Europe’s pharma and biotech companies are taking action to stop a new Italian law promoting off-label use of drugs, saying the measure is aimed solely at saving money.
The European Federation of Pharmaceutical Industries and Associations (EFPIA), the European Confederation of Pharmaceutical Entrepreneurs (EUCOPE) and the European association for bio-industries (EuropaBio) have recently filed a complaint to the European Commission against Italy. They claim the country’s legislation is promoting the use of medicines “for an indication for which they do not have a marketing authorisation, purely for economic reasons”.

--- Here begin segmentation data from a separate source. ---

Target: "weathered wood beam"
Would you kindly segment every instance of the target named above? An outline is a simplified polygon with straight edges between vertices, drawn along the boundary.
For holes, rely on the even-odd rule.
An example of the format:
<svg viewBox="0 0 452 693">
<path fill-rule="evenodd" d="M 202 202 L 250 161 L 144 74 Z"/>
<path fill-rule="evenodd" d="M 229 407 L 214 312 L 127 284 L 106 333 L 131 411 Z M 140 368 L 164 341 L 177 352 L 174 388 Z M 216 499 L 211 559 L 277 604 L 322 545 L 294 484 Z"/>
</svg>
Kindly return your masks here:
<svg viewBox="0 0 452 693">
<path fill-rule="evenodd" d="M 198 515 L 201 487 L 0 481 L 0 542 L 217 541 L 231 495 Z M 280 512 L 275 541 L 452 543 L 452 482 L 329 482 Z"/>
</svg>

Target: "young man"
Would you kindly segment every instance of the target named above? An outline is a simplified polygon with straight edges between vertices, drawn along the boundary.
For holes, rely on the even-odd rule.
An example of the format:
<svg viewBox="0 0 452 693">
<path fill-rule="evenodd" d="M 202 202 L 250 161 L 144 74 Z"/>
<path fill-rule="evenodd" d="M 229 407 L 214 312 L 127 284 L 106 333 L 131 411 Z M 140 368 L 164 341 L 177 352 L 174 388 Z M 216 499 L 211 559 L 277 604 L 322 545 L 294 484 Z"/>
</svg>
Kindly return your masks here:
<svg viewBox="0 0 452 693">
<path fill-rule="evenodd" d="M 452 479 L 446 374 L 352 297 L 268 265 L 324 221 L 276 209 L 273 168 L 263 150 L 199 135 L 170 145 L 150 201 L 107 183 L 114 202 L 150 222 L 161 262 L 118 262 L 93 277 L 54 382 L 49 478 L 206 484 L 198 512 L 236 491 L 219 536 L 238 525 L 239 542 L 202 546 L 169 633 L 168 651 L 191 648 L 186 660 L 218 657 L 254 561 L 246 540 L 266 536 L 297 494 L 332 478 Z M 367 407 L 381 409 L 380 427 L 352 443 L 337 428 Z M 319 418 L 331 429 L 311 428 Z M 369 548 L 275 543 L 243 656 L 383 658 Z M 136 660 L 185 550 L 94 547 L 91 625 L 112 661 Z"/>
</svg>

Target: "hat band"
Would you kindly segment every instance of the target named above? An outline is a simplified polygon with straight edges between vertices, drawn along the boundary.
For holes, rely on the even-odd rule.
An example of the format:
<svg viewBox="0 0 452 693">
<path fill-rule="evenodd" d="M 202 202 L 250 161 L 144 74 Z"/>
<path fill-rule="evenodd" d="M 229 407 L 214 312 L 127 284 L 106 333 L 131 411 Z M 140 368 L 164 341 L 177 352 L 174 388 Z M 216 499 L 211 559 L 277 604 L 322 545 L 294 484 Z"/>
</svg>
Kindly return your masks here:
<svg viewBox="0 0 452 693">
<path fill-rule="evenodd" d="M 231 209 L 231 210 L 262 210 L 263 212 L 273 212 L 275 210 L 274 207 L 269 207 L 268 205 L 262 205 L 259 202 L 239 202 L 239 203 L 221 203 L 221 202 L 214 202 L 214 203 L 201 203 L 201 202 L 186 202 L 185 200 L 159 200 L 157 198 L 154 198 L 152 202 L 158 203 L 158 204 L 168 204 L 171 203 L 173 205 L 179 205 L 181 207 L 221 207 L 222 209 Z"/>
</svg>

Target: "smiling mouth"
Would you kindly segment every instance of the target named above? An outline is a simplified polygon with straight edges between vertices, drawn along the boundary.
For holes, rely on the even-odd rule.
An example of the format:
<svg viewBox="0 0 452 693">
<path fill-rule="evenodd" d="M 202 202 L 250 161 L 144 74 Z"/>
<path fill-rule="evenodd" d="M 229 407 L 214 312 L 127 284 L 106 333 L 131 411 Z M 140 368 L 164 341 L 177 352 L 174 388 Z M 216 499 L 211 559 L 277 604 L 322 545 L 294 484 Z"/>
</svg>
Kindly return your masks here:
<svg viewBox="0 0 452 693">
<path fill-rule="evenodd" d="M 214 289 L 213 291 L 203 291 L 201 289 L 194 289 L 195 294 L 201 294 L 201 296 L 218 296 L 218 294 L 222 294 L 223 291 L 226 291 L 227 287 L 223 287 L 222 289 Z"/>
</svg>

Last summer, Italy’s medicines agency AIFA was given the legal right, in some cases, to permit off-label drug use to be reimbursed even if an alternative authorised treatment is available. Notably, AIFA reimburses Roche’s cancer blockbuster Avastin (bevacizumab) for wet age-related macular degeneration which is much cheaper than Novartis’ Lucentis (ranibizumab), although the former has no licence for the eye condition.

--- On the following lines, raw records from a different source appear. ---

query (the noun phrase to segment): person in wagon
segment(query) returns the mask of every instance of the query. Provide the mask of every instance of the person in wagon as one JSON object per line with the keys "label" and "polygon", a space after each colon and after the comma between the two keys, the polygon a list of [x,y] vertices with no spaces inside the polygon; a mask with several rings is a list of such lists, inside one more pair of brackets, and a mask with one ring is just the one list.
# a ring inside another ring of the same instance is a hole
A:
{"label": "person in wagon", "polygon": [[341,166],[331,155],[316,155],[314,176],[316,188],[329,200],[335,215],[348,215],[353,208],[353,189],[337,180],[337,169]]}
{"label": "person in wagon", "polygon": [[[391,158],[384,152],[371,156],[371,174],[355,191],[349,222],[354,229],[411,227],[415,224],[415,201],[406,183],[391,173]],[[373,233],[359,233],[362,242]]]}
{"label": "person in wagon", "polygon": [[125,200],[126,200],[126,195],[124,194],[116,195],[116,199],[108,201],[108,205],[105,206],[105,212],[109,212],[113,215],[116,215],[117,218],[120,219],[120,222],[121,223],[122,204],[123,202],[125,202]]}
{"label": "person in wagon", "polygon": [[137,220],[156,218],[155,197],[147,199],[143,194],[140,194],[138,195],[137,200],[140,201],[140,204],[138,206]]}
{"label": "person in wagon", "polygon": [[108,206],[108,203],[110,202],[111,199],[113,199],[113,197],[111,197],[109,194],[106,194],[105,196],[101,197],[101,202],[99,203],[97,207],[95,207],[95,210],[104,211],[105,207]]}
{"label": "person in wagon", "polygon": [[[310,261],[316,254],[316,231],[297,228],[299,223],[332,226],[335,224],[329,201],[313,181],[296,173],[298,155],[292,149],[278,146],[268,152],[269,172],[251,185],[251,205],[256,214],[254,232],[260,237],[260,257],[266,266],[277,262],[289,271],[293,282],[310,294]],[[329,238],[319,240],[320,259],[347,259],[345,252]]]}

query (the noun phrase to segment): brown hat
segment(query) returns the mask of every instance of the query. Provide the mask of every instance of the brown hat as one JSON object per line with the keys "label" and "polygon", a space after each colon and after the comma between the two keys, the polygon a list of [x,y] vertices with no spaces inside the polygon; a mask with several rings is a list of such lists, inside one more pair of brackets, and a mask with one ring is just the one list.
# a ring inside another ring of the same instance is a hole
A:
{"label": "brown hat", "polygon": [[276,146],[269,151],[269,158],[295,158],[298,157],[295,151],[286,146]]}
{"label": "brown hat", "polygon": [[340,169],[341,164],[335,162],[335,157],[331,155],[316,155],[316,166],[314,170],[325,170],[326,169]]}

The three associations says the Italian laws “infringe and undermine the European Union’s marketing authorisation system that protects the health of the public and patients by setting detailed standards for the quality, safety and efficacy of medicines”. They say it also goes against a judgement by the European Court of Justice stipulating that member states “may not revert to off-label use as a cost-containment measure in cases where approved alternatives exist”.

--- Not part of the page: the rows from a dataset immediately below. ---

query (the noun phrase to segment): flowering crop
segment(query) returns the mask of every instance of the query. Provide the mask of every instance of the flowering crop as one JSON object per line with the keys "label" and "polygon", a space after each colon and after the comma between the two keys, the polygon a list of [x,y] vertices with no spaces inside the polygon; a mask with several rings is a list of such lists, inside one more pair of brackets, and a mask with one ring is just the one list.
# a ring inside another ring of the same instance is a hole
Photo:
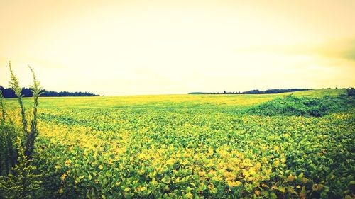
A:
{"label": "flowering crop", "polygon": [[354,109],[236,113],[275,96],[43,98],[36,164],[55,197],[354,196]]}

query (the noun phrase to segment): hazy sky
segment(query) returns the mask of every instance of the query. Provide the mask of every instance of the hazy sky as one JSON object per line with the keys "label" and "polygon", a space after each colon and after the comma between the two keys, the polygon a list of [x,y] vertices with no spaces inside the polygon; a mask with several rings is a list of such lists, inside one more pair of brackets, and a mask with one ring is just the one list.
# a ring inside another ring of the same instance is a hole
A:
{"label": "hazy sky", "polygon": [[355,86],[355,1],[0,0],[0,85],[104,95]]}

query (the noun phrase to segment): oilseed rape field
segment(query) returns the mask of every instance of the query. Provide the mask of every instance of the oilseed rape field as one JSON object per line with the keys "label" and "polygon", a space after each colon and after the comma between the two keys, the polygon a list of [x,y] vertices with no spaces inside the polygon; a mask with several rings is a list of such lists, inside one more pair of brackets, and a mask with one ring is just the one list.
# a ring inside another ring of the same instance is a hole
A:
{"label": "oilseed rape field", "polygon": [[[354,198],[354,103],[249,111],[345,93],[40,98],[34,164],[53,198]],[[20,125],[16,99],[4,101]]]}

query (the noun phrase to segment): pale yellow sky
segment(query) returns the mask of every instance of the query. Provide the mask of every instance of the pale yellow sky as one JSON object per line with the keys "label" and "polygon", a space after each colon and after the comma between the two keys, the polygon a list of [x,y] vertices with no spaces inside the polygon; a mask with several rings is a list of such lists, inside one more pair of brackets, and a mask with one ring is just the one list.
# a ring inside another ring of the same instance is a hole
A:
{"label": "pale yellow sky", "polygon": [[104,95],[355,86],[355,1],[0,0],[0,85]]}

EFPIA, EUCOPE and EuropaBio say the Italian system is not conducive to patient safety and disincentivises biopharmaceutical companies from exploring new indications. The law “is driven entirely by budgetary considerations that should never overrule the protection of public health”, they add, and have asked the Commission “to take action to ensure the termination of Italy’s failure to comply with its obligations under Union law”.